Effizienzdenken führt zum Gegenteil von Innovation

Innovation bedeutet nicht, sofort alles richtig zu machen. Innovation bedeutet, aus möglicherweise zahlreichen Fehlschlägen das Maximum zu lernen - bis der Durchbruch gelingt. Diese Freiheit, das Versuchen und Lernen ohne den Zwang zum sofortigen Return on Investment - das beherrschen jene Unternehmen, die erfolgreich innovieren. Alle anderen verstolpern ihr Potenzial, indem sie ihren klugen Köpfen Fesseln anlegen, Budgets kleinhalten, Kreativität mit kurzfristigen Renditeforderungen strangulieren.

So planen laut einer Studie der DZ Bank weniger als ein Drittel aller befragten Mittelständler, gezielt in Innovation zu investieren. Hingegen wollen sich über 90 Prozent darauf konzentrieren, ihre Effizienz zu steigern. Diese Dynamik führt zum gewohnten, ideenlosen, risikoarmen Optimierungsspiel und verkörpert genau das Gegenteil von Innovationsgeist. Freiheit, die intellektuelle Luft zum Atmen und zum spielerischen Austausch von Ideen, ist jedoch die wichtigste Voraussetzung für innovative Entwicklungen. Und dieses freie Atmen, dieser Mut zur Innovation anstelle eines effizienzgetriebenen Zitronenauspressens findet in den Köpfen der Entscheider statt. Oder eben nicht.
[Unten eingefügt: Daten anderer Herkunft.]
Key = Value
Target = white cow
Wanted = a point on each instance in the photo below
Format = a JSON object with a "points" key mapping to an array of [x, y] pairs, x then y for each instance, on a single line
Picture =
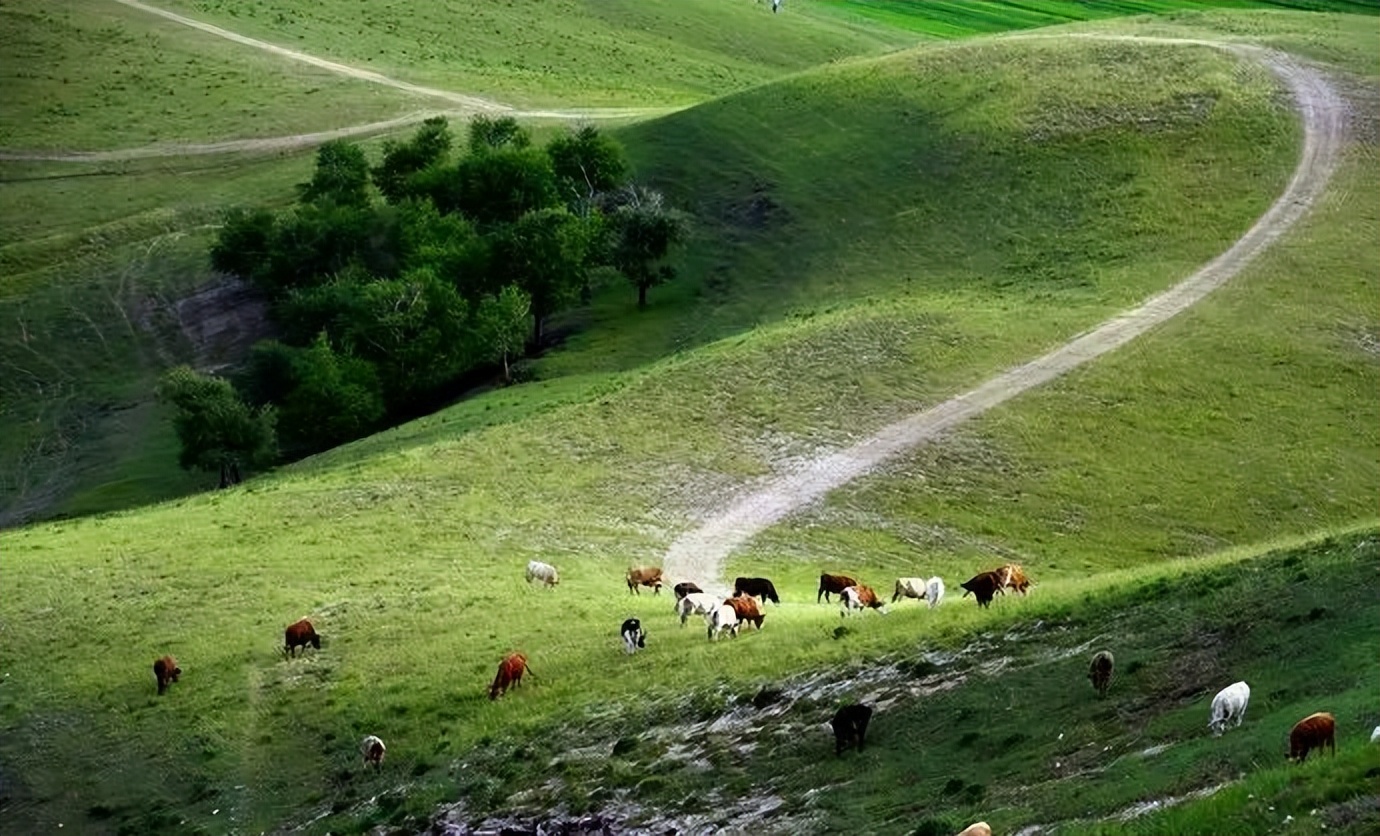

Freiheit ist als erstes Freiheit von Angst

Es gibt mehrere Faktoren, welche die Freiheitsgrade für Innovationen vergrößern. Der wichtigste, aber auch schwierigste Faktor ist die Herstellung von Angstfreiheit. Angst ist in der heutigen Wirtschaft – ebenso wie Geld – eine der wichtigsten Stellschrauben. Viele Unternehmen funktionieren nach der Regel: Wieso soll ich auf positive Motivation setzen, wenn ich meinem Umfeld auch Angst machen kann? Die hässliche Wahrheit, die Berater und Coaches gern verschweigen, lautet: Angst ist ein mächtiger Motivator. Natürlich kein politischer korrekter, aber ein faktisch praktizierter. Ein Unternehmen, das innovieren will, müsste daher als erstes einen kulturellen Musterbruch durchführen: weg vom „Führen durch Angst“ hin zu „Führen durch Mutmachen“.

Das ist natürlich leichter gesagt als getan. Aber es gibt Beispiele für diesen neuen Stil: So praktiziert Google ein Team-Konzept namens „Psychologische Sicherheit“. Durch Supervision, Team-Strukturierung und Schulung der Team-Mitarbeiter wird ein Arbeitsklima erreicht, dass sich durch Vertrauen und Wagemut auszeichnet. Ein idealer Nährboden für innovatorische Ideen. Wer das als Gruppentherapie verlacht, hat die Zeichen der Zeit nicht erkannt. Google ist eines der erfolgreichsten Unternehmen des Planeten, da sollte man solche Initiativen aufmerksam verfolgen.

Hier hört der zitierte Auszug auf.